A hysteroscopy is a procedure that allows your doctor to look inside your uterus to check your uterine lining (endometrium) for abnormalities and bleeding. The causes of abnormal bleeding are easier to diagnose and treat with a hysteroscopy. Using a hysteroscope (a thin tube with a camera light one end), your doctor will be able to see the inside of you.
Hysteroscopy has many uses. Depending on what your symptoms and concerns are, your doctor can perform a hysteroscopy to check the cause of abnormal bleeding, investigate bleeding after menopause, examine possible reasons for infertility, remove growths, and collect sample tissues for a biopsy. The full range of situations that would necessitate a hysteroscopy are:
- Endometrial Ablation: Using heated tools, your doctor can find and remove problem areas in the lining of your uterus.
- Endometrial Cancer Screening: Tumors and cancerous growths are much more easily spotted during a hysteroscopy.
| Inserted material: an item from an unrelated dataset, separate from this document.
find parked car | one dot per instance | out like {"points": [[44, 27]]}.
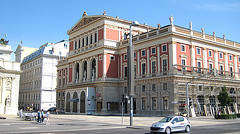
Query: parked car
{"points": [[171, 124], [52, 109]]}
- Fallopian Tube Examination: Your doctor may check your uterine openings to your fallopian tubes. If these tubes are blocked, he or she may be able to open your fallopian tubes with special tools passed through the hysteroscope.
- Fibroids and Polyps: Your doctor can pass special instruments through the hysteroscope and remove small growths with relative ease during a hysteroscopy.
- Implant: Certain contraception implants (such as Essure) are placed in the opening of your fallopian tubes. This type of implant is a method of permanent sterilization.
- Infertility Causes: A hysteroscopy helps your doctor to determine whether the cause of your infertility is a problem with the size or shape of your uterus or by scar tissue in your uterus
- IUD: Hysteroscopies help doctors find an intrauterine device that may have been misplaced (not lost, but installed incorrectly) by your previous doctor.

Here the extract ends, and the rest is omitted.